A recent swarm of small earthquakes in Yellowstone National Park raised some media attention but was considered normal for Yellowstone, according to geologists.
Between June 12 and June 17, there were more than 450 earthquakes in the park, with the largest measuring a magnitude of 4.5 and located inside the park eight miles north-northeast of West Yellowstone, according to the University of Utah Seismology Station.
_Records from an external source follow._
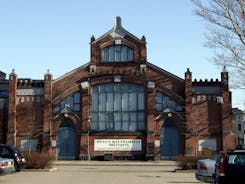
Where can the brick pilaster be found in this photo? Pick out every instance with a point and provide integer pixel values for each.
(189, 146)
(228, 138)
(12, 131)
(150, 129)
(47, 132)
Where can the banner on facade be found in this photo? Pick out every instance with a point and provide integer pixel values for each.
(117, 145)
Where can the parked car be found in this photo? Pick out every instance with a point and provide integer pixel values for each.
(8, 151)
(6, 165)
(205, 169)
(230, 167)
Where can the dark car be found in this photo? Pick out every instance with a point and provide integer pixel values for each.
(8, 151)
(230, 167)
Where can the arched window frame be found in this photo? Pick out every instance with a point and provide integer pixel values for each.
(117, 53)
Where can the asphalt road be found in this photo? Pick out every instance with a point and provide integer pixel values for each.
(102, 174)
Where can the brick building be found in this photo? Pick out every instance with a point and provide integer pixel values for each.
(117, 106)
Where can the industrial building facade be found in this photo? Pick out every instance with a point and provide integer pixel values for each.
(116, 106)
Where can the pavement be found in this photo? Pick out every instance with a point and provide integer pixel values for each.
(105, 172)
(163, 163)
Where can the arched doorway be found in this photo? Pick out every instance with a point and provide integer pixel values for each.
(169, 139)
(66, 140)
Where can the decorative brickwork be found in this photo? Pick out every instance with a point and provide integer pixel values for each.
(46, 112)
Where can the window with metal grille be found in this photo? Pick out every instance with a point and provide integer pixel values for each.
(118, 107)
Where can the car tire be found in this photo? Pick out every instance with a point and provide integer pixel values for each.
(17, 169)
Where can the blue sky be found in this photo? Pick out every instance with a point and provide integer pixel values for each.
(36, 35)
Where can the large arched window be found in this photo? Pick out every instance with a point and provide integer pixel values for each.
(118, 107)
(117, 53)
(164, 102)
(72, 101)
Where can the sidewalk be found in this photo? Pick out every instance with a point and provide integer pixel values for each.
(115, 163)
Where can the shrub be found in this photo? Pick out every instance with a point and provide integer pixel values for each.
(38, 160)
(190, 162)
(187, 162)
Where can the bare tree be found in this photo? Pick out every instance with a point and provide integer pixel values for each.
(226, 35)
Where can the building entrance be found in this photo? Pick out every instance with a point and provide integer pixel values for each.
(66, 140)
(169, 140)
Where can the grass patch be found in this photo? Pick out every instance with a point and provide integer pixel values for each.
(37, 160)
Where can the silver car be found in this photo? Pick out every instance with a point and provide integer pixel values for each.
(205, 169)
(6, 165)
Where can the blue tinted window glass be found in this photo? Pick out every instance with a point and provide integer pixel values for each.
(118, 107)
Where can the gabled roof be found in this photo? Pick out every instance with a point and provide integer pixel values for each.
(164, 71)
(119, 32)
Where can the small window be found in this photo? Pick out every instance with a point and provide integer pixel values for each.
(117, 53)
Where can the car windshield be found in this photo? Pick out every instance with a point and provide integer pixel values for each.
(235, 159)
(16, 150)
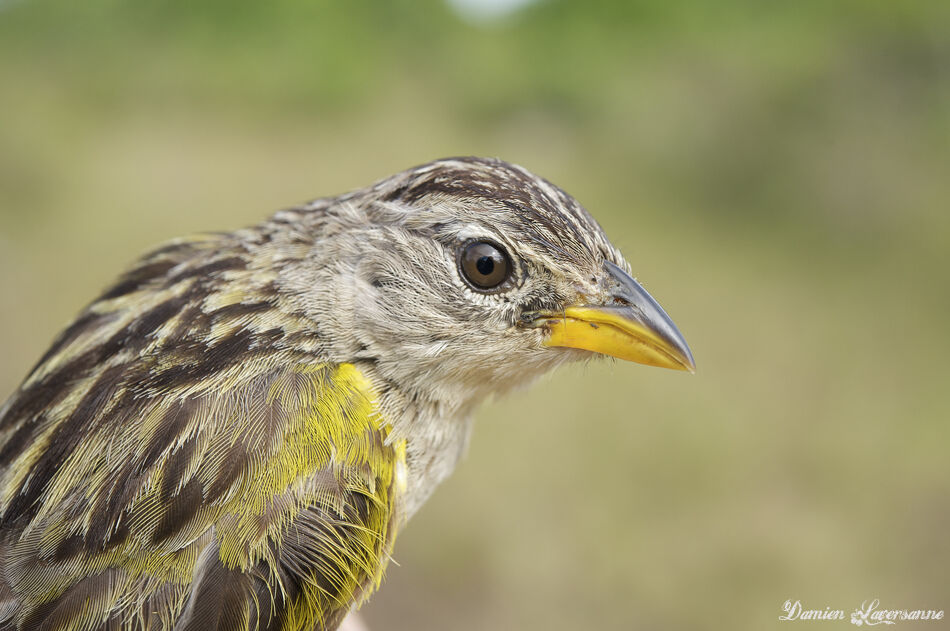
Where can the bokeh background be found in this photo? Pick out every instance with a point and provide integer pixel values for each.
(777, 173)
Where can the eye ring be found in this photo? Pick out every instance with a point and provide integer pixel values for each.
(485, 266)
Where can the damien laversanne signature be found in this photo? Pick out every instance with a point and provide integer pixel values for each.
(870, 613)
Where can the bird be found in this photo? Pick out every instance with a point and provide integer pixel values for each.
(230, 436)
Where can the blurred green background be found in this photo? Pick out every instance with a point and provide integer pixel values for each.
(778, 174)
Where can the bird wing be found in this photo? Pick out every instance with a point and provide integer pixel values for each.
(263, 498)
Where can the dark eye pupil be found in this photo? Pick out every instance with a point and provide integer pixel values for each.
(484, 266)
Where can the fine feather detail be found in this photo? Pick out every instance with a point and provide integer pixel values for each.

Small quakes continued in and outside the park's western border after June 17.
"Earthquake swarms are common in Yellowstone and, on average, comprise about 50 percent of the total seismicity in the Yellowstone region," the station noted. "This is the highest number of earthquakes at Yellowstone within a single week in the past five years, but is fewer than weekly counts during similar earthquakes swarms in 2002, 2004, 2008 and 2010."
The swarm in 2010 came in January of that year, and totaled more than 1,270 recorded quakes. That swarm was attributed to the grinding of tectonic plates, not pressure from the magma chamber below Yellowstone.
Back during the winter of 2008-2009, a series of more than 900 quakes was measured between December 26 and January 8.
Yellowstone is set atop a simmering volcano. Complementing -- or perhaps complicating -- that is the fact that the park is near the boundaries of some of the "tectonic regimes" associated with the North American tectonic plate.
Those regimes include the Yellowstone "hotspot," a plume of magma burning like a candle beneath the North American plate, and the Basin and Range Province just to the west, a landscape that has been defined ever-so-slowly (in human time) by the stretching of the Earth's crust and upper mantle. With the exertions of these various forces, it should be no surprise that Yellowstone is one of the more geologically active spots in North America.